16. The method of claim 13, wherein the magnetic material is selected from an oxide, a nitride, a metal, or a metal alloy, or a combination thereof.

17. The method of claim 13, wherein the magnetic material is selected from magnetite, maghemite, Ni, Co, Fe, FePt, CoPt, FePd, or CoPd, or a combination thereof.

18. The method of claim 13, wherein the magnetic material is in the form of a nanoparticle or a microparticle.

19. The method of claim 1, wherein the environment comprises contaminated water, contaminated soil, or contaminated sediment, or a combination thereof.

20. The method of claim 1, wherein the magnetic composition is in the form of a nanoparticle or a microparticle.

21. A composition comprising a micelle array confined in a magnetic mesoporous framework.

22. The composition of claim 21, wherein the micelle array comprises a surfactant.

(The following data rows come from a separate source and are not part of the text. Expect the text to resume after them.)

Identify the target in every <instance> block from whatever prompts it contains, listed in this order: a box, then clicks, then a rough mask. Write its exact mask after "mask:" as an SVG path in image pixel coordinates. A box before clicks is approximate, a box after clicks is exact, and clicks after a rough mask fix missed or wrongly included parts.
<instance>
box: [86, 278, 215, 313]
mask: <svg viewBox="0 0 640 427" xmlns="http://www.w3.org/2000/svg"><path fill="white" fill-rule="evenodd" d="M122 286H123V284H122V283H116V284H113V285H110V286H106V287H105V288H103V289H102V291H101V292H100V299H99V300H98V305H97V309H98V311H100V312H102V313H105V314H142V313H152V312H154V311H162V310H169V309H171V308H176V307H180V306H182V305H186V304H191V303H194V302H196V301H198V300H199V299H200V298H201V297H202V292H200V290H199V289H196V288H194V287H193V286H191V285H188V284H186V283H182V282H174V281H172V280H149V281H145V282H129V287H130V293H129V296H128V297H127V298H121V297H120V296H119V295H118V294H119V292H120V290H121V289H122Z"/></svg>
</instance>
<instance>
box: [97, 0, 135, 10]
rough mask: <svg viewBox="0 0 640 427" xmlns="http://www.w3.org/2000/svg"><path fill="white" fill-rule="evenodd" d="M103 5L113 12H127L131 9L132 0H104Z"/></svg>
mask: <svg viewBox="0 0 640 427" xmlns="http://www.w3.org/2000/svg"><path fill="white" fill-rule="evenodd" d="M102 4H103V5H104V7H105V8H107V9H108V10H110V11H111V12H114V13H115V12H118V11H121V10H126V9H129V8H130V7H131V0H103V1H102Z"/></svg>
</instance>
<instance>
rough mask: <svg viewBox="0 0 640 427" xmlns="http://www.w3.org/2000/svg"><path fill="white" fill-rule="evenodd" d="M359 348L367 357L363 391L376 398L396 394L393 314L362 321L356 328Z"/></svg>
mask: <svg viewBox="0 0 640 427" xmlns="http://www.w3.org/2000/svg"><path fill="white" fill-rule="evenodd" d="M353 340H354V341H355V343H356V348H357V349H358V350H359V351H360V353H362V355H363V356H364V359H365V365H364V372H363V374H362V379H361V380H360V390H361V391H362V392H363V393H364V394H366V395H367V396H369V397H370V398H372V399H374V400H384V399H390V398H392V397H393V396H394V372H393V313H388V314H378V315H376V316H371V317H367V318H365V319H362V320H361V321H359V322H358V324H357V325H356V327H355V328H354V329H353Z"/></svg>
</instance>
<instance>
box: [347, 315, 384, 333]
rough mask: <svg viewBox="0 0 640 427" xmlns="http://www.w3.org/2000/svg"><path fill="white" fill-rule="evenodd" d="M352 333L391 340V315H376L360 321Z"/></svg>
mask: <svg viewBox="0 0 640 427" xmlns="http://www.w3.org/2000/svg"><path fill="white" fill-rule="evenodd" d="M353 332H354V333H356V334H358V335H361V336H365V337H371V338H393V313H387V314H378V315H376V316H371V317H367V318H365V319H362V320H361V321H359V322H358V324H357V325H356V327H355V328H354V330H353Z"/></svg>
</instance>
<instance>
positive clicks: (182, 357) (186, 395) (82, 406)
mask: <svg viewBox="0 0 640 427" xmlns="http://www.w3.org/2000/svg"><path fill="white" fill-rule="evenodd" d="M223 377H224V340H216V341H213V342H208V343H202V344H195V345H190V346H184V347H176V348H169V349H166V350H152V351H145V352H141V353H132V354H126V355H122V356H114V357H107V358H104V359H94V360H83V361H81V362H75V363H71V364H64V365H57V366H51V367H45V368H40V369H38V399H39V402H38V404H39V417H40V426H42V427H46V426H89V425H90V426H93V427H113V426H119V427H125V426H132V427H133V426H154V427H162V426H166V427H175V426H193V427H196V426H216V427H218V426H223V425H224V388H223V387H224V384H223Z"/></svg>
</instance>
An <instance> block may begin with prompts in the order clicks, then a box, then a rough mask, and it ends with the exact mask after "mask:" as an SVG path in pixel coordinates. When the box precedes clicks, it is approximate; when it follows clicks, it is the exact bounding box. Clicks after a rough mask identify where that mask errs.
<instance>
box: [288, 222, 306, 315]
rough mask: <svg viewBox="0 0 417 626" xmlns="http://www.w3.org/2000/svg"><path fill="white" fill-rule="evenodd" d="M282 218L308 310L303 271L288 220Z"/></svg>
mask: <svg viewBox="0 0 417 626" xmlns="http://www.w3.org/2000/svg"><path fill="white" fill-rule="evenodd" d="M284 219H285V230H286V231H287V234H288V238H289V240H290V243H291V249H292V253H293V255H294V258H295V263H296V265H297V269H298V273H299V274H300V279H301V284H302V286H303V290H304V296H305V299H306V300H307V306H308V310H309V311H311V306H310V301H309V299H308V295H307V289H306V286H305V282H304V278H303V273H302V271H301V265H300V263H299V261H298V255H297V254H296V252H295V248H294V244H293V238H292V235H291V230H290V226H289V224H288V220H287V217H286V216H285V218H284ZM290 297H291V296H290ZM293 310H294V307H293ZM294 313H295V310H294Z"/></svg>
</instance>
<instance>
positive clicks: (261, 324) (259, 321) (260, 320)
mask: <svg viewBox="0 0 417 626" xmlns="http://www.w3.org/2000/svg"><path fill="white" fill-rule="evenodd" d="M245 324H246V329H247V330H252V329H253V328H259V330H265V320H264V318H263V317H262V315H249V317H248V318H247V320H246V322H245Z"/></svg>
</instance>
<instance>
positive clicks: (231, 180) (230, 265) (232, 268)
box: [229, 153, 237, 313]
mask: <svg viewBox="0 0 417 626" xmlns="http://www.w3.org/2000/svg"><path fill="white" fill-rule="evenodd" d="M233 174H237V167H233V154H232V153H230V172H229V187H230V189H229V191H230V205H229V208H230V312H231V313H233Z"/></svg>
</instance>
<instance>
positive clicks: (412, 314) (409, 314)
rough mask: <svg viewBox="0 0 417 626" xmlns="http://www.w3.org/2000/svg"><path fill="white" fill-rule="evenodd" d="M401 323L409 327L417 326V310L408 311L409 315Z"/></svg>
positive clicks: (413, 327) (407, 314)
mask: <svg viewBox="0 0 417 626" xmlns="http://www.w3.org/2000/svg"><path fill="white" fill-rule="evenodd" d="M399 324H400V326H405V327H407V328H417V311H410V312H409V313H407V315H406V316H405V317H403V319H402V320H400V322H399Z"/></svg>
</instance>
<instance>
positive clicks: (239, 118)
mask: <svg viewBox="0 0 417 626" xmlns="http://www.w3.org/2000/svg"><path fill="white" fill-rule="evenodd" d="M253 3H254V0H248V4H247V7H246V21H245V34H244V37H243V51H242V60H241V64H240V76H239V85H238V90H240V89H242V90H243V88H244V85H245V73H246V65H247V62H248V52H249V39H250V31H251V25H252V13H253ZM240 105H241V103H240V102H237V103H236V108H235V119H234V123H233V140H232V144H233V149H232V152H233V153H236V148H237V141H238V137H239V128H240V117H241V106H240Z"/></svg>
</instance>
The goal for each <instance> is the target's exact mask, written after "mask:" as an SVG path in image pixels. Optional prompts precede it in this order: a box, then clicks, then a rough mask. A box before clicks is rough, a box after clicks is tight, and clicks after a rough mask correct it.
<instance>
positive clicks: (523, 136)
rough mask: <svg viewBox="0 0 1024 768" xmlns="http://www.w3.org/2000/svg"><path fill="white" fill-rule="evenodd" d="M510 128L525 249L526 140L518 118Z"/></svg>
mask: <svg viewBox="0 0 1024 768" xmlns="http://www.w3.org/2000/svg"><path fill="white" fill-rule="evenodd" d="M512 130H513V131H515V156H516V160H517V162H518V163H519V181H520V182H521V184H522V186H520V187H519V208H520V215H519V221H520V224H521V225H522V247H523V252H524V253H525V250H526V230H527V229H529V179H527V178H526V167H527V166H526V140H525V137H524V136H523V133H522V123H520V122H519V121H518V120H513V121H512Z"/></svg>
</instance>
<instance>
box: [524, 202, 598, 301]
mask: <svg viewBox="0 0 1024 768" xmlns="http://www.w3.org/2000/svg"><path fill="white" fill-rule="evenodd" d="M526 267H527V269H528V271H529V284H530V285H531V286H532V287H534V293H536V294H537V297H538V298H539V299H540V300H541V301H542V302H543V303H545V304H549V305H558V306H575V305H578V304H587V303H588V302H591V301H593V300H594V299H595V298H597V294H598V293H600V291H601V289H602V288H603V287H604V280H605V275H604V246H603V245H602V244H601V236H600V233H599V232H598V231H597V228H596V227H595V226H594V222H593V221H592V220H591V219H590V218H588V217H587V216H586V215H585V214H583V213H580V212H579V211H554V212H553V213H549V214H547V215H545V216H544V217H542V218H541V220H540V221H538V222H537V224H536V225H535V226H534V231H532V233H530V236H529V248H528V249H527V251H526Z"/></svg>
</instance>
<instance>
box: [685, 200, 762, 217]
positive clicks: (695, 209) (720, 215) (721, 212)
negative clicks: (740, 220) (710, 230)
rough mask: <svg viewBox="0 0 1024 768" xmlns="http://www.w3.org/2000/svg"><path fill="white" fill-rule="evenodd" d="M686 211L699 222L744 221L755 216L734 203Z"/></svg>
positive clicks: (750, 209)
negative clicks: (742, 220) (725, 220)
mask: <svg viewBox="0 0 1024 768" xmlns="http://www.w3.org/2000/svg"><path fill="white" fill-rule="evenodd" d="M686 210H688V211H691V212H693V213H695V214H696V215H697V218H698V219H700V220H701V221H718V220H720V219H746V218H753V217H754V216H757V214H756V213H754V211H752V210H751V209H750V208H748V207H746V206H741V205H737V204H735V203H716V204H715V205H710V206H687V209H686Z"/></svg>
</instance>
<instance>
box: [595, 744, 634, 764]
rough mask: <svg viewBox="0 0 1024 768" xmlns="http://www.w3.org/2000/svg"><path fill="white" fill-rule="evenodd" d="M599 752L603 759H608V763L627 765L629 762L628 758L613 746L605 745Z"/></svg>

23. The composition of claim 22, wherein micelles of the micelle array are physically confined within the mesoporous framework.

24. The composition of claim 22, wherein micelles of the micelle array are chemically confined within the mesoporous framework.

25. The composition of claim 21, further comprising a grafted monolayer or polymer brush for enabling heavy metal decontamination and organic matter removal.

26. The composition of claim 21, wherein the composition comprises a core/shell structure.

27. The composition of claim 26, wherein the core/shell structure comprises an iron oxide core, a silica mesoporous framework, and a cationic surfactant-containing micelle array.

28. The composition of claim 21, wherein the composition is in the form of a nanoparticle or a microparticle.

29. A method of producing a magnetic micelle array, comprising:

a) preparing a magnetic particle;

b) mixing a surfactant and a mesoporous framework-forming substance with the magnetic particle in such a way that surfactant micelles confined in a mesoporous framework are produced on the surface of the magnetic particle.

30. The method of claim 29, wherein preparing the magnetic particle comprises preparing a core magnetic particle and reversing surface charges of the core magnetic particle.

31. The method of claim 29, wherein the magnetic micelle array is in the form of a nanoparticle or a microparticle.

32. The method of claim 29, wherein the mesoporous framework-forming substance is a silica-based substance.

33. The method of claim 29, wherein the magnetic particle comprises an iron oxide, the surfactant is a cationic surfactant, and the mesoporous framework produced on the surface of the magnetic particle is a silica mesoporous framework.

34. A method of removing a contaminant from a liquid, comprising passing a solution of an amphiphilic compound-stabilized nanoparticle through a chromatographic column comprising silica coated with a material that interacts with functional surface groups of the amphiphilic compound.

35. A method of enriching for a hydrophobic organic compound, said method comprising:

a) adsorbing the hydrophobic organic compound into a micelle array confined in a magnetic mesoporous framework; and

b) applying a magnetic field to select for the hydrophobic organic compound.

36. A method of enriching for a composition that comprises single-walled carbon nanotubes, multi-walled carbon nanotubes, fullerenes, carbon black or a carbon black-type material, or boron nitride particles, or a derivative or combination thereof, said method comprising:

a) adhering an amphiphilic material comprising functional surface groups to the composition;

b) interacting a magnetic material with the functional surface groups of the amphiphilic material; and

c) applying a magnetic field to select for the composition.